The New York Times op-ed by Mahmoud Abbas is entitled “The Long Overdue Palestinian State,” but you would not learn from it that he turned one down in 2008; that the Palestinians rejected the Clinton Parameters in 2001; and that they rejected the offer of a state at Camp David in 2000. Each of those offers consisted of a state on substantially all of the West Bank and Gaza with a capital in Jerusalem and a “right of return” to the new Palestinian state. Three rejections in eight years.

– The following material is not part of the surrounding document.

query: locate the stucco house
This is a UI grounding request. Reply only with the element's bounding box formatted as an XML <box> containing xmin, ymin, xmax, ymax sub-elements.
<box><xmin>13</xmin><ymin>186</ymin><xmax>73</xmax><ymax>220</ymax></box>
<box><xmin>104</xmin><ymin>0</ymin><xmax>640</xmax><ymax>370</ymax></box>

Even more importantly, you would not learn why the Palestinians are not celebrating this year the 64th anniversary of the Long Overdue Palestinian State, which would have happened had the Arabs accepted the 1947 UN resolution proposing a two state solution. Here is the “narrative” Abbas offers:

In November 1947, the General Assembly made its recommendation [that Palestine should be partitioned into two states]. Shortly thereafter, Zionist forces expelled Palestinian Arabs to ensure a decisive Jewish majority in the future state of Israel, and Arab armies intervened. War and further expulsions ensued.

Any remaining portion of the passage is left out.